La ministre algérienne de la culture,
Mme Khalida Toumi, a souligné la détermination du
gouvernement à lutter contre toutes les formes
d’atteinte aux droits de propriété intellectuelle.
(Photo ONDA, Algeria).
Un cadre juridique moderne
Révisée en 2003 pour être conforme aux normes internationales en matière de protection des droits de propriété intellectuelle, la législation algérienne sur le droit d’auteur et les droits connexes constitue un cadre efficace de lutte contre les violations du droit d’auteur. Elle octroie aux fonctionnaires chargés du respect des lois ainsi qu’aux inspecteurs de l’ONDA des pouvoirs étendus leur permettant d’effectuer des perquisitions, de consigner les violations du droit d’auteur et, le cas échéant, de saisir et de conserver les CD, cassettes, DVD et VCD contrefaits. Les peines sévères qu’elle prévoit sont conçues pour décourager les contrefacteurs de poursuivre leur activités illicites.
Une nouvelle stratégie
La récente crise qui a frappé le secteur de la création en Algérie – à savoir la baisse spectaculaire des revenus des créateurs et des producteurs, conséquence directe du piratage – alimente les efforts de lutte contre ce commerce illicite de produits pirates. L’Algérie est en train de redéfinir sa stratégie de lutte contre le piratage et redouble d’efforts à l’heure actuelle pour préserver les intérêts économiques à long terme de son secteur créatif, de valeur. Sa nouvelle stratégie de lutte contre le piratage s’inspire des meilleures pratiques internationales et vise à mettre un terme au commerce des produits pirates en ciblant :
- un accroissement du nombre des inspections des points de vente et des marchés;
- l’élaboration de campagnes médiatiques et éducatives de sensibilisation du public à la lutte contre le piratage, destinées à inculquer le respect des droits de propriété intellectuelle;
- la formation des fonctionnaires chargés du respect des lois (y compris des autorités judiciaires et des services de police) sur les questions relatives au respect des droits de propriété intellectuelle;
- la mise en place de mécanismes permettant d’améliorer la coordination interinstitutionnelle en matière de lutte contre le piratage.

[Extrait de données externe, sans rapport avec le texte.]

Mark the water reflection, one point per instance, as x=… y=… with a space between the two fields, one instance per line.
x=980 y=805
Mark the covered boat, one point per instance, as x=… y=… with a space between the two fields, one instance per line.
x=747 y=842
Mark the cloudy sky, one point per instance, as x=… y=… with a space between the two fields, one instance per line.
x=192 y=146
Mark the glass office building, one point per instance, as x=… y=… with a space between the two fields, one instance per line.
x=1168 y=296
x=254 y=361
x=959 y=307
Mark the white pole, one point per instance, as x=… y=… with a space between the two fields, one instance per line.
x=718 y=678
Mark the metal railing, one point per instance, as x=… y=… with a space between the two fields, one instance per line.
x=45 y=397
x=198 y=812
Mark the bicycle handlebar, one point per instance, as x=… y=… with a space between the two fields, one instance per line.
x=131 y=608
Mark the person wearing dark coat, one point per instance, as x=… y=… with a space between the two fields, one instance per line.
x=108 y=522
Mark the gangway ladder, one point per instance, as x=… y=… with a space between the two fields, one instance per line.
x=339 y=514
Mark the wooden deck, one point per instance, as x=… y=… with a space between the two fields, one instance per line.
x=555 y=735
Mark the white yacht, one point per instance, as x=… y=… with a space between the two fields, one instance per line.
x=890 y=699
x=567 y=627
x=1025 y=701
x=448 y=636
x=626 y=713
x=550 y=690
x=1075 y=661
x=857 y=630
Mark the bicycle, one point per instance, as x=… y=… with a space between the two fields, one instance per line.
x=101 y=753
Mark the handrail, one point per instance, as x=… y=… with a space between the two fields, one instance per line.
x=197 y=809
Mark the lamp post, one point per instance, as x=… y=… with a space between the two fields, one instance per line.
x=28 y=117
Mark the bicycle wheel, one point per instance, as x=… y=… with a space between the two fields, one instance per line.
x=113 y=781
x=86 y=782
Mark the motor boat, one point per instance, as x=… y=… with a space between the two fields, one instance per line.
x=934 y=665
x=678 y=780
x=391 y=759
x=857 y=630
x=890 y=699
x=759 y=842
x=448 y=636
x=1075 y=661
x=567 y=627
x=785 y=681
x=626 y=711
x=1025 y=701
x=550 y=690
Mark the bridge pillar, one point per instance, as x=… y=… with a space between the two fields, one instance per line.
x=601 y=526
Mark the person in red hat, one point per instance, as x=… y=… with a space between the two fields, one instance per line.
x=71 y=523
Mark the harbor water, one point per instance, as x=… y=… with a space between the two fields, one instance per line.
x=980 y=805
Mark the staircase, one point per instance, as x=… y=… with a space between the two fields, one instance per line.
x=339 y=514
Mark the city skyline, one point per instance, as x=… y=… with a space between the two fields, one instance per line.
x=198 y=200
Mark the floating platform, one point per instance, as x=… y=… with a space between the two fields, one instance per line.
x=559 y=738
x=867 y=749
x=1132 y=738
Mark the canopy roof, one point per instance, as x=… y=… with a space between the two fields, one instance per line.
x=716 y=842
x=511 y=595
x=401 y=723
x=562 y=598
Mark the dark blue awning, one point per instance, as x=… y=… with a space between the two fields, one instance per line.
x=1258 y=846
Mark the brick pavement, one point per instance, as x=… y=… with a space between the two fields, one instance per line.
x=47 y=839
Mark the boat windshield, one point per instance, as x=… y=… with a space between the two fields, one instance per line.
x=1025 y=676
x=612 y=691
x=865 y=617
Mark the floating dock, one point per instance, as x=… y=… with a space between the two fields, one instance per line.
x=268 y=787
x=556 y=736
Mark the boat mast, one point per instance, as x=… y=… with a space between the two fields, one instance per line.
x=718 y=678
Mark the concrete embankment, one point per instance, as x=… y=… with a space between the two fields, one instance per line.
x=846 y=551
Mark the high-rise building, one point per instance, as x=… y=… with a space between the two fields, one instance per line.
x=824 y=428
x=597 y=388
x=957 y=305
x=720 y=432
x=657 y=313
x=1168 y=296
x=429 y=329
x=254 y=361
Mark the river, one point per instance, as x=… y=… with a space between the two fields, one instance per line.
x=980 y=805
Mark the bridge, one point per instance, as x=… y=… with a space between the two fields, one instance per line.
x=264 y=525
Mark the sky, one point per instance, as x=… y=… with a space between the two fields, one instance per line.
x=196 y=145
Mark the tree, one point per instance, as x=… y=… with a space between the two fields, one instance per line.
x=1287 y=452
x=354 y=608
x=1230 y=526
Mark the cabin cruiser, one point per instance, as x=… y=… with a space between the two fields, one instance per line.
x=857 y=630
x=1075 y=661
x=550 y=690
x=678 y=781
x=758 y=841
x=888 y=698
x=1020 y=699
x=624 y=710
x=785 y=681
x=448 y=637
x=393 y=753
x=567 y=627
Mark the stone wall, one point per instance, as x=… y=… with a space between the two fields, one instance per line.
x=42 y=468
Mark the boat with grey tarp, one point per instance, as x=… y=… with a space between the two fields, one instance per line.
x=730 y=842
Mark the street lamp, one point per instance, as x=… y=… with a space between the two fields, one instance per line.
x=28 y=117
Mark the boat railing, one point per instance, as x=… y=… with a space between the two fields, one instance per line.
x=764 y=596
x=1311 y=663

Améliorer la coordination interinstitutionnelle
Afin de renforcer les mécanismes de coordination entre les différents services chargés de lutter contre les atteintes au droit d’auteur et le piratage, l’ONDA et la Direction générale de la sûreté nationale ont récemment officialisé leur coopération déjà ancienne. Dans le prolongement de la cérémonie publique de destruction qui a eu lieu en octobre 2012, les deux organismes ont signé un accord visant au renforcement de la coopération dans la lutte contre le piratage. L’accord a été signé en présence de la ministre algérienne de la culture, Mme Khalida Toumi, et d’un certain nombre de célébrités du monde de la musique et du cinéma algérien, ainsi que de personnalités.

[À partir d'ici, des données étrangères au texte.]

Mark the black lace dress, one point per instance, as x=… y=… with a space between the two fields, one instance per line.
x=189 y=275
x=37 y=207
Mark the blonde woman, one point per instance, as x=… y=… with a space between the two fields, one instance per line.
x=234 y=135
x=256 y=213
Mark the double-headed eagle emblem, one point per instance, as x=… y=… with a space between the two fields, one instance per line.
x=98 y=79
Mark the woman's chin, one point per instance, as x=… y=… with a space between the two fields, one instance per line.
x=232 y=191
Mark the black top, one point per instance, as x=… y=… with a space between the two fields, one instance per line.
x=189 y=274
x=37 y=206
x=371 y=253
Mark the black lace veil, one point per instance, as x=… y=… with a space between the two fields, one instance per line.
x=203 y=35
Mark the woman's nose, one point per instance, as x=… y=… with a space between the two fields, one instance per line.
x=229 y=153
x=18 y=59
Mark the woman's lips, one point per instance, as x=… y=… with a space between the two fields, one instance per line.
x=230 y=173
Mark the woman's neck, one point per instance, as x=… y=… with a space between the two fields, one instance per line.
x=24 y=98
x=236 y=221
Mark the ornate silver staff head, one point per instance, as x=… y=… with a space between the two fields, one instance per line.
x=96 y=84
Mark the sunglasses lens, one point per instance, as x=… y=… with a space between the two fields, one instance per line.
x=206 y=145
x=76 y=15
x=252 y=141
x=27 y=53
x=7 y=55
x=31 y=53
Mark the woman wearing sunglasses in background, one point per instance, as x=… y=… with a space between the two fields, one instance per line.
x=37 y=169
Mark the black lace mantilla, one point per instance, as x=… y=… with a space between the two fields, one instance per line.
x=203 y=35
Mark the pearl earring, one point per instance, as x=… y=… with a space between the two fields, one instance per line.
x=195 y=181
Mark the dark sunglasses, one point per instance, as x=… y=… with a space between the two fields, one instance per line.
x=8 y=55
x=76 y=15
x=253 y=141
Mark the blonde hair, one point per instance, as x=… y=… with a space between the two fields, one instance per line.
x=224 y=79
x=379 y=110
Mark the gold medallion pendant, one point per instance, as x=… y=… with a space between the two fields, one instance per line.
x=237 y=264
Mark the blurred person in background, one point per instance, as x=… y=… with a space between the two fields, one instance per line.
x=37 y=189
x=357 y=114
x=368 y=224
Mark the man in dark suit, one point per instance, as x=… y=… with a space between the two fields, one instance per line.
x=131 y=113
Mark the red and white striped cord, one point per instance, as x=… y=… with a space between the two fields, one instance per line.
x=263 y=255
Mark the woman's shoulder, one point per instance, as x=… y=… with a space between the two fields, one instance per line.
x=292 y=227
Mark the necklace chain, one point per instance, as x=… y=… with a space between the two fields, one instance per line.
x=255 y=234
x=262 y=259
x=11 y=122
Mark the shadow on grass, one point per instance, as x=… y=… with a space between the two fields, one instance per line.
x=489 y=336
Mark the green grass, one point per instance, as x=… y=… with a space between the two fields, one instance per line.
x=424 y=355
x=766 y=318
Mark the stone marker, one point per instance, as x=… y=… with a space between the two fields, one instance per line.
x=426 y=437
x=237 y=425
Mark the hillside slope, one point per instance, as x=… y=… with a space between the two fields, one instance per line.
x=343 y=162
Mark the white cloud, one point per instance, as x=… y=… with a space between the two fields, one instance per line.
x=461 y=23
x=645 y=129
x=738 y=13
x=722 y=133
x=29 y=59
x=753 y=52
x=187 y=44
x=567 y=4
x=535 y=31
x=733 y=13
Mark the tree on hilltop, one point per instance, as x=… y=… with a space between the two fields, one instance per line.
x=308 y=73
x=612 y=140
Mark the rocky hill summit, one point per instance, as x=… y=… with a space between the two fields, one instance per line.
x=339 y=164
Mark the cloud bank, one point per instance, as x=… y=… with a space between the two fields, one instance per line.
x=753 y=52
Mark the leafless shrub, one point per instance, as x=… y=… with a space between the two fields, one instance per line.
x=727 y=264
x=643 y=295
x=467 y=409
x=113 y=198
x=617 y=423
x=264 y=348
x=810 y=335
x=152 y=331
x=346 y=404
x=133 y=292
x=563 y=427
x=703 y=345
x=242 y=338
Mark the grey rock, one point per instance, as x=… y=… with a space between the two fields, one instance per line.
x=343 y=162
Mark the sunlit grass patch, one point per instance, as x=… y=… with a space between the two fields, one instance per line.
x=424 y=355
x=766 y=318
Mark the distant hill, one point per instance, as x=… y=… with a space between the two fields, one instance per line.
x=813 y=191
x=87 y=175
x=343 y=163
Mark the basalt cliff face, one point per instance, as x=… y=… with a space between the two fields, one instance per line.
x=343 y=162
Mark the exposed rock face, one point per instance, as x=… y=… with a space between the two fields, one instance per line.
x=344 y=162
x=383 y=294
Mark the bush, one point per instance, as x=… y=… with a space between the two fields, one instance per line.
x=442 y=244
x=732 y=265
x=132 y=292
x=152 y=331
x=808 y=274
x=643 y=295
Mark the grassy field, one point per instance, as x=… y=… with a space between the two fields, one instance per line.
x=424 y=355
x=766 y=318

Prenant la parole à l’occasion de l’ouverture de la cérémonie, la ministre de la culture a souligné la détermination du Gouvernement algérien à lutter contre toutes les formes d’atteinte aux droits de propriété intellectuelle. La ministre en a profité pour annoncer que l’Office national du droit d’auteur lancerait une importante campagne de sensibilisation à la propriété intellectuelle en 2013, destinée à informer les utilisateurs et les consommateurs des conséquences négatives particulièrement lourdes du piratage eu égard aux intérêts légitimes des auteurs et des artistes ainsi qu’aux intérêts sociaux et économiques à long terme du pays.